Closed wysow closed 5 months ago
Here is something interesting about this: https://github.com/hollodotme/fast-cgi-client/issues/68#issuecomment-1207839792
What if the request is updating something in the database, or sending emails for example. That could run the same request/action twice, which might not be a good thing 🤔
How often do you get these errors?
@mnapoli Can't really tell how often it appears on the long run, but when I do some manual testing I sometimes get 50% error rate.... So that's a lot...
I know that retrying is a bit crappy but the fact is that in all the error I get in logs our code is never executed at all, everything happens on Bref side... So for us no problem to do a retry, and then we have a 0% error rate with manual testing.
50% error rate smells like something else is borked. Is it always failing after the first invoke?

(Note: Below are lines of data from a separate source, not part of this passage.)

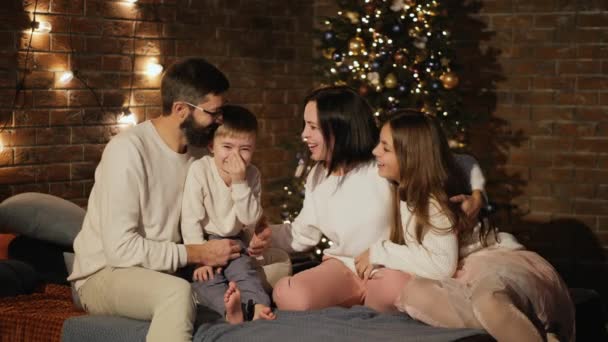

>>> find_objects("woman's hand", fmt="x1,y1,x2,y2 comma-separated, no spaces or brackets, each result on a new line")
355,249,374,280
247,216,272,257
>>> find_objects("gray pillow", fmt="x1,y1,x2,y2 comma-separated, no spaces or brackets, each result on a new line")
0,192,85,246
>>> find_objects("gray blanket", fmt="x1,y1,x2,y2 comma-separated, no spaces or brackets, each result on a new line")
62,306,492,342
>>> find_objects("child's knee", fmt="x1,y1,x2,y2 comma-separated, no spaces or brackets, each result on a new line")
272,277,312,311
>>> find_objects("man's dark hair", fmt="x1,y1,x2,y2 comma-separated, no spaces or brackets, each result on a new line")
160,57,230,115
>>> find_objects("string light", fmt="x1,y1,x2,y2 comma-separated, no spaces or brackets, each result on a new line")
32,21,53,33
146,62,163,76
118,107,137,126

That's only my own feeling but yes I'm pretty sure it's always after the first invoke...
And to add more context, we did NOT see this behavior on workers or console lambdas (working with Symfony)

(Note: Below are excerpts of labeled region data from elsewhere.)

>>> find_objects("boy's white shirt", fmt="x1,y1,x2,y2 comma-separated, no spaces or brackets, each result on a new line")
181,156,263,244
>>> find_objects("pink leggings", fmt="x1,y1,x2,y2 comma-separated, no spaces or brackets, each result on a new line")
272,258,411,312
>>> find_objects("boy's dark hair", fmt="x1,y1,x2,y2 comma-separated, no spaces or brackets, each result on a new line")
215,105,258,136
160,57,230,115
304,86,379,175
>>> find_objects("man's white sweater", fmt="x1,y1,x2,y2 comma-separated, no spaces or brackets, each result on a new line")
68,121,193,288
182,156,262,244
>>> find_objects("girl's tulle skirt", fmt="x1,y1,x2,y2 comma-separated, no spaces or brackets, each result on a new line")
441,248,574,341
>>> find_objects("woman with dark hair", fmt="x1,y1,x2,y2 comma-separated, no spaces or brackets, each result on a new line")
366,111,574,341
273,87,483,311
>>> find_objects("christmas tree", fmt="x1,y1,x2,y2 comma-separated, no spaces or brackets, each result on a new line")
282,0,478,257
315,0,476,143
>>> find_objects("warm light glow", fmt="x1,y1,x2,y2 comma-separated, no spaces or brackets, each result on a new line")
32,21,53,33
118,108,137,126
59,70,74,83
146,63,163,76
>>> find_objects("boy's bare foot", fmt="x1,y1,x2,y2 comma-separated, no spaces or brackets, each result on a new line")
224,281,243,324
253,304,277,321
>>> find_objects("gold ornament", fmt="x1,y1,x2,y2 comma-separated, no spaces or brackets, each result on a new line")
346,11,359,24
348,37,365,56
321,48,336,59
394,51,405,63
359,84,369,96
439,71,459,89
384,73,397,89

Just looked at the numbers of the last days with bref dashboard and I can see a 6-7% error rate on entire days.
That is really weird, something else must be at play here. A 6-7% error rate would be affecting all Bref users if that was a global Bref problem.
I'd start looking at ways to pinpoint the problem:
Here a first list of answers, will keep you posted with others answers when I get them:
* extra PHP extensions?
-> Yes, on this project we have redis and mongodb
* out of memory?
-> I'm pretty sure this is not the case as the error is really fast at the execution start (few milliseconds). We are using 2048Mo lambda memory size on this project.

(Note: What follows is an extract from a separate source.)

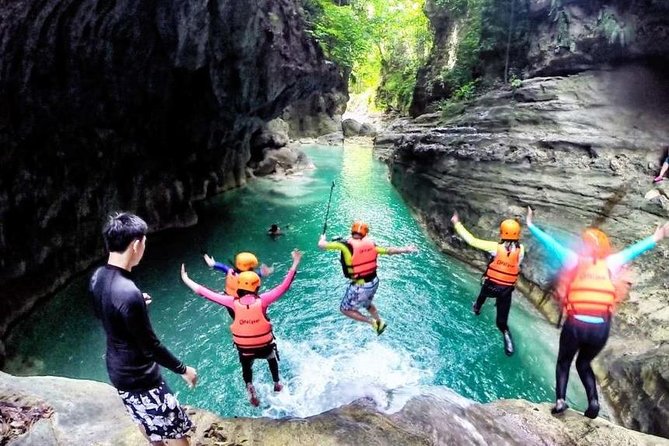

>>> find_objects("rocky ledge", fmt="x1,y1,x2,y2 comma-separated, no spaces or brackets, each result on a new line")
0,0,347,367
0,373,669,446
376,66,669,436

* spawning sub-processes from PHP?
-> this project is an API using bref 8.2 fpm layer and symfony so this is not the case for me here.
* timing out?
-> Like I said the error is really fast at the execution start so not the case either...
* try to see if it happens on a specific HTTP route?
-> will do more testing but I saw it on every HTTP route (GET mainly)
* trying to reproduce with an empty project?
-> Will try and keep you posted.
Would be interesting to see too if this happens on cold starts. If not, is the request before successful? Times out? Could fill the memory? (or any other reason it could leave the environment in a broken state)
Also nothing specific/exotic, like using Symfony Runtime, setting a non-standard handler, etc.
Would be interesting to see too if this happens on cold starts. If not, is the request before successful? Times out? Could fill the memory? (or any other reason it could leave the environment in a broken state)
Also nothing specific/exotic, like using Symfony Runtime, setting a non-standard handler, etc.
As far as I manually tested this is not happening on cold starts, and the previous request is always successful. No timeout, not full memory... Nothing visible at least....
This kind of problem is only happening in API mode, so nothing fancy outside of classic Symfony, Symfony Runtime is NOT used in this project.
File php.ini
custom in our projet with this content:
extension=intl
Here is the raw log we got when this problem occur:
Error communicating with PHP-FPM to read the HTTP response. Bref will restart PHP-FPM now. Original exception message: hollodotme\FastCGI\Exceptions\ReadFailedException Stream got blocked, or terminated.
WARNING: [pool default] child 19 exited on signal 11 (SIGSEGV) after 424.432414 seconds from start
Here the 424 seconds is really weird as the behavior in an API client is really fast...
File
php.ini
custom in our projet with this content:extension=intl
@mnapoli sorry this is not the right php.ini
file... Here is the good one:
extension=mongodb
extension=redis
opcache.enable_cli=0
So I'm trying to delete the opcache.enable_cli=0
line right now, will keep you posted.
Closing for now as we know that's unfortunately not a solution we can use since it may retry valid requests (non-idempotent) on occasion.
Hello there!
This PR only to start a discussion to try to find a solution to this kind of random errors:
I'm pretty sure something smarter can be achieved but manually testing this for a few minutes now and only got 200 responses and no more 500...